SpaceX, the rocket company founded by Elon Musk, successfully launched its first five dozen Starlink telecommunications satellites on Thursday night.
If all goes according to plan in the coming weeks, the new fleet of experimental spacecraft may pave the way for a global, ultra-fast, and lucrative internet product, possibly within a couple of years.
"Starlink will connect the globe with reliable and affordable high-speed broadband services," SpaceX tweeted just before the launch from Cape Canaveral, Florida
SpaceX broadcast the inaugural Starlink mission, which launched aboard a Falcon 9 rocket at 10:30 p.m. ET. A little more than an hour after liftoff, the rocket's upper stage deployed all 30,000 pounds' (13,600 kilograms') worth of satellites at once – the heaviest payload SpaceX has ever launched. (Video of the manoeuvre is shown below.)
The spacecraft were released about 273 miles (440 kilometers) above Earth, somewhere over the Indian Ocean about halfway between Australia and Antarctica.
Musk previously described the deployment as an odd yet efficient way to get five dozen spacecraft off a rocket.
"This will look kind of weird compared to normal satellite deployments," Musk told reporters during a call on May 15.
When a rocket launches many satellites at once, typically a device at the top of the rocket's uppermost stage deploys them, one by one, with complex and heavy spring-loaded mechanisms. SpaceX launched one such mission in December, deploying a cornucopia of 64 satellites with one rocket.
But SpaceX eschewed that approach for an unusual one: It slowly spun the rocket's upper stage, then released its payload like an overhand baseball pitch – except instead of a baseball, it was the entire stack of flat-packed Starlink satellites.
"There are no deployment mechanisms between those spacecraft, so they really are slowly fanning out like a deck of cards into space," Tom Praderio, a SpaceX software engineer, said while hosting the mission's webcast.
Praderio quickly added: "You can kind of see one breaking away from the pack right now. Those spacecraft will slowly disperse over time."
The gif below shows the Starlink deployment 360 percent faster than it actually happened.
Big plans for Starlink's future
Each Starlink satellite is roughly the size of an office desk and weighs about 500 pounds (227 kilograms), comes with a single solar panel, and has antennas to shuttle data to and from the ground.

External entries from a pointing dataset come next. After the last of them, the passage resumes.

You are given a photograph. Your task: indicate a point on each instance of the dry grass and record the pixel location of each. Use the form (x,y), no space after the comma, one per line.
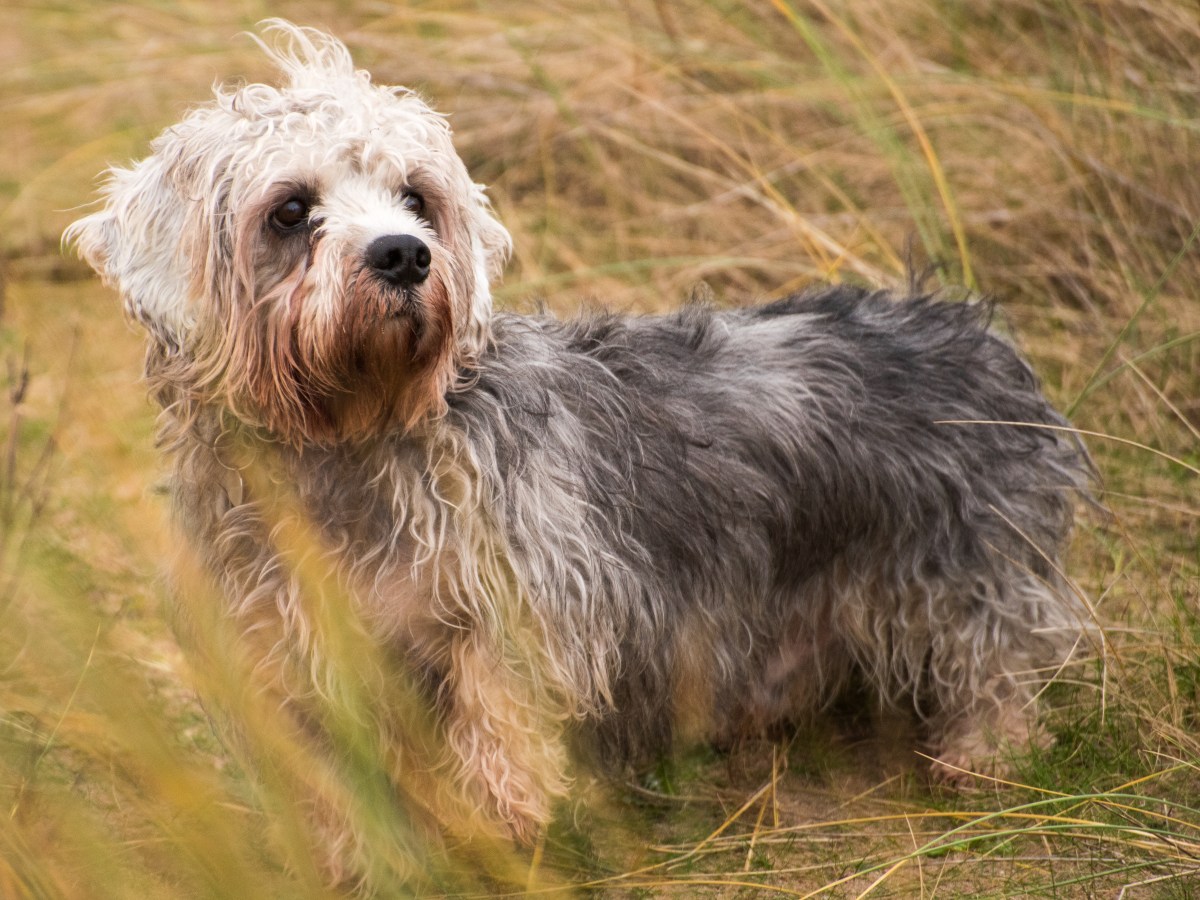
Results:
(1043,150)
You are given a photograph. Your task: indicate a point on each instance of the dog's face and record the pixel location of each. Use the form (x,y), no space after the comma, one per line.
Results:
(315,256)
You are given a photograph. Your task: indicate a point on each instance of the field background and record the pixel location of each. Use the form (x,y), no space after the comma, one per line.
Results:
(1044,151)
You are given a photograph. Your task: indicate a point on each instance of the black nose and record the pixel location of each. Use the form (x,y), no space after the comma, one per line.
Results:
(403,259)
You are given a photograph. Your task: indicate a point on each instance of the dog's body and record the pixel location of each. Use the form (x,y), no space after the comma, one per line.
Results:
(601,532)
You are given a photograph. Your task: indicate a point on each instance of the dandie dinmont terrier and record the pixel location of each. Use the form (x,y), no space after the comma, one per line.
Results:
(588,537)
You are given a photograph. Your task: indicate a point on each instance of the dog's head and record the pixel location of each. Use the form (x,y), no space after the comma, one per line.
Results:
(313,256)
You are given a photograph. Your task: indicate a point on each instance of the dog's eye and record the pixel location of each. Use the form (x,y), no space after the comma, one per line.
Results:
(413,202)
(291,215)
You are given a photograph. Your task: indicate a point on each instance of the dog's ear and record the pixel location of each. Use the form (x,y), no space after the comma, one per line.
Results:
(493,241)
(136,244)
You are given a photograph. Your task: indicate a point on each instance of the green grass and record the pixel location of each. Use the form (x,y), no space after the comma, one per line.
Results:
(1043,150)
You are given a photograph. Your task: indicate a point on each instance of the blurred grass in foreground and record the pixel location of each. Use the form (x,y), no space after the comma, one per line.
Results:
(1042,149)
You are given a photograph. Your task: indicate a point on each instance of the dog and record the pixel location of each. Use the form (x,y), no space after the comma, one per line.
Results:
(577,540)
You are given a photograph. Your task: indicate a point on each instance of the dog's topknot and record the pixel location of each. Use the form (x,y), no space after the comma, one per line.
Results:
(305,55)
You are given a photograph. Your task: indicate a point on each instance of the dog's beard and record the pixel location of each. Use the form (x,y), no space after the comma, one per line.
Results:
(369,359)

Each spacecraft has a weak yet highly efficient Hall thruster, or ion engine, that shoots out krypton gas. Musk said the engine would help each Starlink avoid other satellites, dodge known space junk (though experts are reasonably worried about the scheme), and – once it has neared the end of its useful life – deorbit and destroy itself.

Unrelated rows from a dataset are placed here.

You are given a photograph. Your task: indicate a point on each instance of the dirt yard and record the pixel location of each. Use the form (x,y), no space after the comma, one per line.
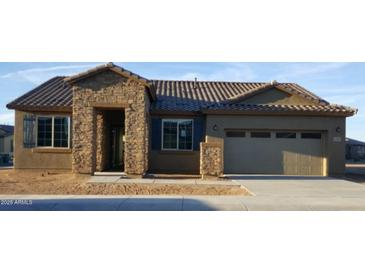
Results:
(35,182)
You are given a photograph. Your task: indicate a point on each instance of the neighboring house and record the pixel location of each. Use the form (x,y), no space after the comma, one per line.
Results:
(355,150)
(6,143)
(109,118)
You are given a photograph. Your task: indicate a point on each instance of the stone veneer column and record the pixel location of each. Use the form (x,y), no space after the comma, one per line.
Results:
(83,139)
(211,159)
(109,90)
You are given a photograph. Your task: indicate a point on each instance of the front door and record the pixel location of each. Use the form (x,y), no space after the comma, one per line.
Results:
(117,148)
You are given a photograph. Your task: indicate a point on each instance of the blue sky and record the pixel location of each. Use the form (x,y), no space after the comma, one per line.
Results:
(340,83)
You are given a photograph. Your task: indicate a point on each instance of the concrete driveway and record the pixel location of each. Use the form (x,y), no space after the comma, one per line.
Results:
(269,193)
(301,193)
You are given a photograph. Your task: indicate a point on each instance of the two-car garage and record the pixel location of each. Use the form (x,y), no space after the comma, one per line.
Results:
(285,152)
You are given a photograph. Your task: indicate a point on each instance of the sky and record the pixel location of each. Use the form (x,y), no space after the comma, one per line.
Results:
(338,83)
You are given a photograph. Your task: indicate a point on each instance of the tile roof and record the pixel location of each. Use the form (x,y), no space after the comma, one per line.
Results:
(180,96)
(323,109)
(55,94)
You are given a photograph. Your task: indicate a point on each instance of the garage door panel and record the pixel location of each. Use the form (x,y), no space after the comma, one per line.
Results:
(273,156)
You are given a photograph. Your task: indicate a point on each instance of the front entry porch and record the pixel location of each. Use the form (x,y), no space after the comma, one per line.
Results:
(110,140)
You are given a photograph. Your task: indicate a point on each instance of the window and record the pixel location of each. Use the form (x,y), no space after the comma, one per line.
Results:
(260,134)
(286,135)
(44,135)
(311,135)
(235,134)
(177,134)
(53,131)
(29,128)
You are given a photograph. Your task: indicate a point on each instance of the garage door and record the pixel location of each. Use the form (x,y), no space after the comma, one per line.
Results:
(273,152)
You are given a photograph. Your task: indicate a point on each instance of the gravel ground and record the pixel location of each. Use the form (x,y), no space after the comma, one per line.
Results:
(35,182)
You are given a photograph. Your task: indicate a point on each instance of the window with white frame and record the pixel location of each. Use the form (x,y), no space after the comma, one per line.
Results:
(177,134)
(53,131)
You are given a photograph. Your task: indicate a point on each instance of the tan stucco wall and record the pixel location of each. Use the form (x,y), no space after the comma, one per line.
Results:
(274,96)
(33,158)
(335,151)
(171,161)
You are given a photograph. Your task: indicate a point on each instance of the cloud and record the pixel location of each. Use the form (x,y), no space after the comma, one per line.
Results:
(39,75)
(7,118)
(235,72)
(297,70)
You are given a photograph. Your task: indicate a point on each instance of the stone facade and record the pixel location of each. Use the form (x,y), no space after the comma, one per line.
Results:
(211,159)
(109,90)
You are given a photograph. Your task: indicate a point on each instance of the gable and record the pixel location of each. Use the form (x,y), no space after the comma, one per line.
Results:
(275,96)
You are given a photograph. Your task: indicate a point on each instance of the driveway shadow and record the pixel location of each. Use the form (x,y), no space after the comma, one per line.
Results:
(275,177)
(112,204)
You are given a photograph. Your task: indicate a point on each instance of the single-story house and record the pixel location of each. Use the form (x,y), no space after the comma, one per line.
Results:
(355,150)
(109,118)
(6,143)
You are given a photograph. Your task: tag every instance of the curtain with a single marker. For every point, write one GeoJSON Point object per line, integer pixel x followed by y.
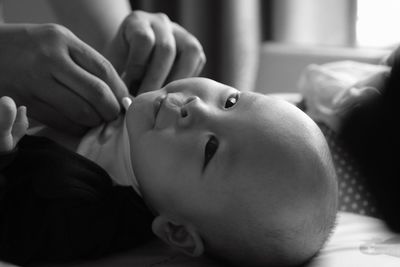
{"type": "Point", "coordinates": [229, 31]}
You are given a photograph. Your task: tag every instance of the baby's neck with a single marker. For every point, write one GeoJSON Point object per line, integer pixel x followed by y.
{"type": "Point", "coordinates": [66, 140]}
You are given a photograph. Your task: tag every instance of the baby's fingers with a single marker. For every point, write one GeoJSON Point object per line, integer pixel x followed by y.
{"type": "Point", "coordinates": [21, 124]}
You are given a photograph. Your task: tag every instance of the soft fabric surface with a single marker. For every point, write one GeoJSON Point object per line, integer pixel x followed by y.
{"type": "Point", "coordinates": [357, 241]}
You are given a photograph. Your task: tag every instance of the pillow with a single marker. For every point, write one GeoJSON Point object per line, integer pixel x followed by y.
{"type": "Point", "coordinates": [360, 241]}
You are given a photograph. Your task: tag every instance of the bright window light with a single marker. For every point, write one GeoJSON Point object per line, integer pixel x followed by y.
{"type": "Point", "coordinates": [378, 22]}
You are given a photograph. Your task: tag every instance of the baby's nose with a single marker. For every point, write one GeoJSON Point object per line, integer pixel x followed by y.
{"type": "Point", "coordinates": [192, 113]}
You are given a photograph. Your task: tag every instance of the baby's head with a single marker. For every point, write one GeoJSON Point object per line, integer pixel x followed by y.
{"type": "Point", "coordinates": [242, 176]}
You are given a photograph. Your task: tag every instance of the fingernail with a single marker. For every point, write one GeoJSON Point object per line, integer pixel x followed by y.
{"type": "Point", "coordinates": [126, 102]}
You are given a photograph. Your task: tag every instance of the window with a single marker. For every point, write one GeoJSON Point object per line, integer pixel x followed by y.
{"type": "Point", "coordinates": [377, 23]}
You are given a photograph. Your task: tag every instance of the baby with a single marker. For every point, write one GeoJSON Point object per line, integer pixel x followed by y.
{"type": "Point", "coordinates": [244, 177]}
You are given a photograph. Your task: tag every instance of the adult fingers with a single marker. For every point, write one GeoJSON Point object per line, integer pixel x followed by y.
{"type": "Point", "coordinates": [163, 55]}
{"type": "Point", "coordinates": [140, 39]}
{"type": "Point", "coordinates": [8, 111]}
{"type": "Point", "coordinates": [97, 65]}
{"type": "Point", "coordinates": [89, 87]}
{"type": "Point", "coordinates": [66, 101]}
{"type": "Point", "coordinates": [190, 59]}
{"type": "Point", "coordinates": [20, 124]}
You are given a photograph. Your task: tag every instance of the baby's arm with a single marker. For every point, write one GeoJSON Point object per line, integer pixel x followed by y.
{"type": "Point", "coordinates": [13, 124]}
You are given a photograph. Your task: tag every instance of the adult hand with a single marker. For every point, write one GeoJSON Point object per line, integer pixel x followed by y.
{"type": "Point", "coordinates": [150, 50]}
{"type": "Point", "coordinates": [65, 83]}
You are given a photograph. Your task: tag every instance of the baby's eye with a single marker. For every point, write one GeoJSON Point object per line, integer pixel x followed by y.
{"type": "Point", "coordinates": [211, 148]}
{"type": "Point", "coordinates": [232, 100]}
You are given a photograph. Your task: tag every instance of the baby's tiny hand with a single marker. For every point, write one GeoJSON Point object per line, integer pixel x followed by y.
{"type": "Point", "coordinates": [13, 123]}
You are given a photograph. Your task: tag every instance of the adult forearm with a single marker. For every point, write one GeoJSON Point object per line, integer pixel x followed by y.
{"type": "Point", "coordinates": [94, 21]}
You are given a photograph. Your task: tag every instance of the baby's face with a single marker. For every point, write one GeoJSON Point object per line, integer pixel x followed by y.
{"type": "Point", "coordinates": [200, 147]}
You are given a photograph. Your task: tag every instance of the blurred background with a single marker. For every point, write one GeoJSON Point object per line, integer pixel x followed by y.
{"type": "Point", "coordinates": [264, 44]}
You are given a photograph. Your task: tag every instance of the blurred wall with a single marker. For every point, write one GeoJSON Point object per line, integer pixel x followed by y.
{"type": "Point", "coordinates": [30, 11]}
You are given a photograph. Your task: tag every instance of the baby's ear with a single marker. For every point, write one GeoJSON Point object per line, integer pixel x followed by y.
{"type": "Point", "coordinates": [183, 237]}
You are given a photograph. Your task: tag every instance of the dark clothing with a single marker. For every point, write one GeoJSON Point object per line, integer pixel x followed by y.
{"type": "Point", "coordinates": [371, 134]}
{"type": "Point", "coordinates": [56, 205]}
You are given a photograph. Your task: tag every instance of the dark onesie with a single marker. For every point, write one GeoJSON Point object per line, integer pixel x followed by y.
{"type": "Point", "coordinates": [56, 205]}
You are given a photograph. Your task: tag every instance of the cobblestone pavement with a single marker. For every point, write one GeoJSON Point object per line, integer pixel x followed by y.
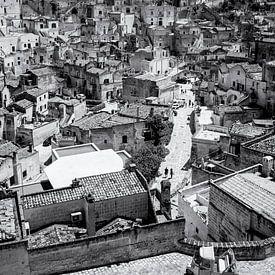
{"type": "Point", "coordinates": [175, 264]}
{"type": "Point", "coordinates": [179, 150]}
{"type": "Point", "coordinates": [265, 267]}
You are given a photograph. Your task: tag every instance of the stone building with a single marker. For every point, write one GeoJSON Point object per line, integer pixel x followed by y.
{"type": "Point", "coordinates": [264, 50]}
{"type": "Point", "coordinates": [227, 115]}
{"type": "Point", "coordinates": [240, 133]}
{"type": "Point", "coordinates": [108, 131]}
{"type": "Point", "coordinates": [149, 85]}
{"type": "Point", "coordinates": [96, 199]}
{"type": "Point", "coordinates": [158, 15]}
{"type": "Point", "coordinates": [154, 61]}
{"type": "Point", "coordinates": [241, 206]}
{"type": "Point", "coordinates": [66, 110]}
{"type": "Point", "coordinates": [17, 165]}
{"type": "Point", "coordinates": [252, 151]}
{"type": "Point", "coordinates": [209, 139]}
{"type": "Point", "coordinates": [37, 132]}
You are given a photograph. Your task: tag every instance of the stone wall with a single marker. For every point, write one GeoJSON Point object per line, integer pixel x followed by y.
{"type": "Point", "coordinates": [91, 252]}
{"type": "Point", "coordinates": [231, 220]}
{"type": "Point", "coordinates": [227, 219]}
{"type": "Point", "coordinates": [37, 135]}
{"type": "Point", "coordinates": [244, 251]}
{"type": "Point", "coordinates": [131, 207]}
{"type": "Point", "coordinates": [14, 258]}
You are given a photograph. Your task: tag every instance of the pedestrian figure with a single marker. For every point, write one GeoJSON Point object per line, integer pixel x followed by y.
{"type": "Point", "coordinates": [166, 172]}
{"type": "Point", "coordinates": [171, 173]}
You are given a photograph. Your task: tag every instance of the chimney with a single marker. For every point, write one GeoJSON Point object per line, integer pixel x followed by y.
{"type": "Point", "coordinates": [90, 216]}
{"type": "Point", "coordinates": [17, 170]}
{"type": "Point", "coordinates": [138, 113]}
{"type": "Point", "coordinates": [267, 166]}
{"type": "Point", "coordinates": [75, 183]}
{"type": "Point", "coordinates": [165, 197]}
{"type": "Point", "coordinates": [132, 167]}
{"type": "Point", "coordinates": [30, 148]}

Most immediately, the engines will help Starlink spacecraft slowly ascend to a higher orbit of 342 miles (550 kilometers) above Earth.
SpaceX's first 60 Starlink satellites lack a critical component, though: laser beams interlinks.
Each future spacecraft will use such lasers to connect to four other satellites, forming a robust mesh network above Earth meant to move internet traffic at close to the speed of light in a vacuum. (That's nearly 50% faster than fibre-optic cables can transmit data on the ground, and it would grant Starlink a huge advantage in cutting lag.)
With this first experimental batch, though, Musk said SpaceX would test the Starlink internet concept by routing data from one satellite to another through existing ground cables.
SpaceX's goal with Starlink is to launch up to 12,000 similar satellites – nearly seven times the number of operational spacecraft in orbit now – before a 2027 deadline established by the Federal Communications Commission. To achieve that amount, SpaceX would have to launch more than one Starlink mission a month over the next eight years.
But not nearly that many are required to make the concept work and bring global internet access.
Musk said SpaceX had "sufficient capital" to get Starlink operational and suggested the Starlink project could start making money long before the full constellation maxed out.
"For the system to be economically viable, it's really on the order of 1,000 satellites," Musk said, "which is obviously a lot of satellites, but it's way less than 10,000 or 12,000."
The pervasiveness of the overhead satellites also means Starlink could bring almost lag-free broadband internet to most regions of Earth, as well as aeroplanes, ships, and even cars (perhaps Tesla electric vehicles to start). Musk has said multiple times that he'd like to make such internet access affordable, particularly in areas with little to no web service.
Mark Handley, a computer-networking researcher at University College London who has studied Starlink, previously told Business Insider that the project could affect the lives of "potentially everybody" by bringing high-speed and pervasive broadband to most parts of the world.
"This is the most exciting new network we've seen in a long time," Handley said.